Other people's thinking errors are more obvious than our own. Like Barry's friends, I see him as a successful and clever guy. Barry experiences a different subjective reality. Sadly, as long as he buys into his pathogenic belief he will continue to view his social awkwardness as an indication of his intrinsic defect rather than as the self-sabotaging consequence of his own belief. Consequently, he will continue to behave as if he were defective. [For a discussion of Self-Sabotaging Traps please click here].

As dispassionate observers, we can see that it is not Barry that is defective, but his belief. If Barry really was intrinsically defective then there would be no hope for change and he would be wise to accept a lifetime of social incompetence. However, if the cause of the problem is a thinking error, we can fix that relatively easily.
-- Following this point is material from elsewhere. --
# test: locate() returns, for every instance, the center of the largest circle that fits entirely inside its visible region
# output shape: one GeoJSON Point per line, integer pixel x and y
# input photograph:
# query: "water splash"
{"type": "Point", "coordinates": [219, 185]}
Changing your beliefs is much easier than changing your behavior or your emotional reactions to the things that happen.

Striking examples of thinking errors occur daily in my office when clients describe their past relapses through the "20-20 of hindsight." In the office they can easily spot, and even laugh at some of the cognitive errors that seemed so believable during the actual episode. Please click here for a list of Pathogenic Beliefs.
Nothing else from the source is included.